Tom Foley

Who are you?

My name is Tom Foley, and I am a trial attorney specializing in employment disputes. My wife’s
name is Dana. Dana and I first met in law school. She was dating a close friend of mine. She was
the first woman I met who refused to take any excrement from me. We have been married almost
thirty years. We have three boys, Ryan (27), Tyler (25), and Ethan (23).

I grew up in Iowa City and received both my undergraduate and law degrees from the University
of Iowa. I practiced law in Des Moines for thirty-three years, twenty-four of those with the largest
law firm in the state. I returned to Eastern Iowa in February 2017. Dana still lives in Des Moines,
and I shuttle between Des Moines and Iowa City. The drive isn’t too bad, and I get to enjoy the
many things both cities offer.

Who do you represent?

I represented employers in employment-related matters for the first twenty-four years of my career.
I enjoyed the legal issues, but always felt like I was on the wrong side. I tended to relate more to
my adversaries than my clients. In 2010, I started representing individuals and I have never looked
back. I thoroughly enjoy what I do and feel privileged to represent the people I help.

My clients range from highly-compensated executives to highly-educated university professors to
tireless hourly employees. What they all have in common is that they were fired or otherwise
mistreated at the workplace and are searching for fairness. I fight to obtain fairness for them.

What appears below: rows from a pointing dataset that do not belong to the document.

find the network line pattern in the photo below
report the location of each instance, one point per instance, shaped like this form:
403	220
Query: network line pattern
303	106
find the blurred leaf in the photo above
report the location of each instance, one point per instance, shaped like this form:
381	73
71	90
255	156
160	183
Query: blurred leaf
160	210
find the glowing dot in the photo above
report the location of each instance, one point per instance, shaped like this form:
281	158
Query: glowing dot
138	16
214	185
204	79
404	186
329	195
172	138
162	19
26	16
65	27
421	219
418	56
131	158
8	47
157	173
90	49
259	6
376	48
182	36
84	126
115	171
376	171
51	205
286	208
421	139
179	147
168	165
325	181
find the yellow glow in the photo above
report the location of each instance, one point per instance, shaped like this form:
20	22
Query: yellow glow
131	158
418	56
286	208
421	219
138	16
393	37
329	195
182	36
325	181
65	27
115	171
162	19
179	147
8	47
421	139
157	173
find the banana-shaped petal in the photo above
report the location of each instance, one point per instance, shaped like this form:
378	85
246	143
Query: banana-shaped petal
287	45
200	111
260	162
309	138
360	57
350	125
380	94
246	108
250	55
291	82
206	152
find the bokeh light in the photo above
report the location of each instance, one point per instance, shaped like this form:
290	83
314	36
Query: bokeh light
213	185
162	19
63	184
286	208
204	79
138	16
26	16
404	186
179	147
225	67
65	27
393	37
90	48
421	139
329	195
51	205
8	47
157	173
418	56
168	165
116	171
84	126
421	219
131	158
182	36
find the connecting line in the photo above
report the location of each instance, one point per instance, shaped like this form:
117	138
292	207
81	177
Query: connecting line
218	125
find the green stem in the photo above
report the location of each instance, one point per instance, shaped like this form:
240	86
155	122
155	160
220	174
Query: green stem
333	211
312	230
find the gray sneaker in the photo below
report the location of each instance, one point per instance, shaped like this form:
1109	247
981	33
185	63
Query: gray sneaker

What motivates you to do what you do?

In the movie Philadelphia, the character Tom Hanks played said that one of the coolest things
about being a lawyer is that sometimes you get to play a part in justice being done. In my practice,
that means negotiating a fair settlement for a deserving client, convincing an employer to reinstate
a wrongfully discharged employee, or persuading a jury to return a verdict that fairly compensates
my client for all she has lost. The prospect of playing a part in obtaining justice is what gets me to
the office each day.

What might someone be surprised to learn about you?

That I was one of the starting forwards on the Regina High School basketball team that had the
good fortune to win the Class A state championship in 1978. What I learned most from the
experience was the value of working hard with others to obtain a shared goal. I apply much of
what I initially learned playing basketball when representing clients. Through tireless effort and
teamwork, I strive to get the best possible result for my clients.

What do you do when you are not being an attorney?

I am an exercise fiend, and I spent much of my free time working out, riding my bike, or engaging
in some other form of physical activity. I am a lifetime learner and enjoy reading anything that is
written well. During the summer months, I love sitting by a swimming pool with my wife Dana,
drinking a cold beer, and doing absolutely nothing productive.

If you weren’t an attorney, what would you be doing?

I’m not sure. I’ve wanted to be a trial attorney since watching To Kill a Mockingbird when I was
eight years old. It’s difficult seeing myself doing anything else. My father was a professor at
the University of Iowa for over forty years. He enjoyed teaching immensely. I have taught law
school classes at various times, and I could see myself doing something like that although I would
miss being in the courtroom. I enjoy writing, and I used to flirt with the desire of becoming a
journalist, a historian, or a writer. I concluded I would probably starve doing any of those and
went to law school instead. I think I made the correct choice.